Contemporary relational psychoanalysis is an elegant blend of art and science. It is to be a skilled musician who knows her instrument well enough to play with any musician and recover from misattunements. It is to be a skilled boater who knows how to row in any waters and recover from the boat overturned. Contemporary relational psychoanalysis is to know the self enough to help others to know themselves. To know what is needed in the healing relationship and why. It is to know how to fail and how to repair. It is to know how to be curious throughout the lifespan. It is to know how to be helpful and also how to not know. It is a humble and rich way of being in the role of therapist.

My goal in supervision is to support clinicians in trusting themselves and trusting their clients. I am disinterested in being a gatekeeper or telling clinicians how they “should” work. Instead, I am interested in helping them notice what is going on in the room and within themselves and how to make decisions based on that noticing. I wish to help clinicians try and fail and try and succeed and work to understand the why. Supervision, in my mind, should mirror the organic process of relational psychoanalytically informed psychotherapy in that, while the focus is on your cases vs your mind, I trust clinicians to bring to the table what is most in need of attention. And I trust them to bring it to me in a way that is most useful to their practice.

As as supervisor I believe I have a strength in noticing patterns and imagining the childhoods that led to those patterns within the psyche. I find that supervision conversations allow for another eye to see what the themes of the treatment are and how to access those themes in the work based on each client’s resistances.

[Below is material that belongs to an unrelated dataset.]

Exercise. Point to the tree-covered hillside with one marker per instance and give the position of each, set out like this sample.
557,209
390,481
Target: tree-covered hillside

For 13 years prior to starting my own private practice I served in direct care and supervisory roles in wilderness, residential treatment, IIHS, day treatment and foster care environments. My many years of experience in these high intensity and high trauma settings set me apart from many outpatient clinicians and supervisors in that they have provided me with a unique perspective on how to navigate trauma and resistance for even very complicated clients. For the last four years I have been providing clinical supervision and consultation to outpatient therapists and have supported many of them in starting their own thriving practices.

Since being in private practice, I have received and continue to receive psychoanalytic supervision from Dr. Stephen Ellis M.S.W., B.C.D., Ph.D., NCPsy.A. Dr. Stephen Ellis is the former Executive Director of the Philadelphia School of Psychoanalysis and studied with Dr. Gerald Lucas at the Institute for Modern Psychoanalysis in New York City. He also participated in Training Groups with Dr. Hyman Spotnitz, founder of the Modern Psychoanalytic approach to psychotherapy.

It is in the tradition of contemporary relational pychoanalysis to first be student, supervisee and analysand. While an analyst may never stop being any of those things, it is an honor in the tradition to then move on to supervising, teaching and analyzing those who wish to learn this art. I provide psychoanalytically Informed supervision for those who require supervision for NC full licensure as well as those who wish to continue their supervision throughout their career.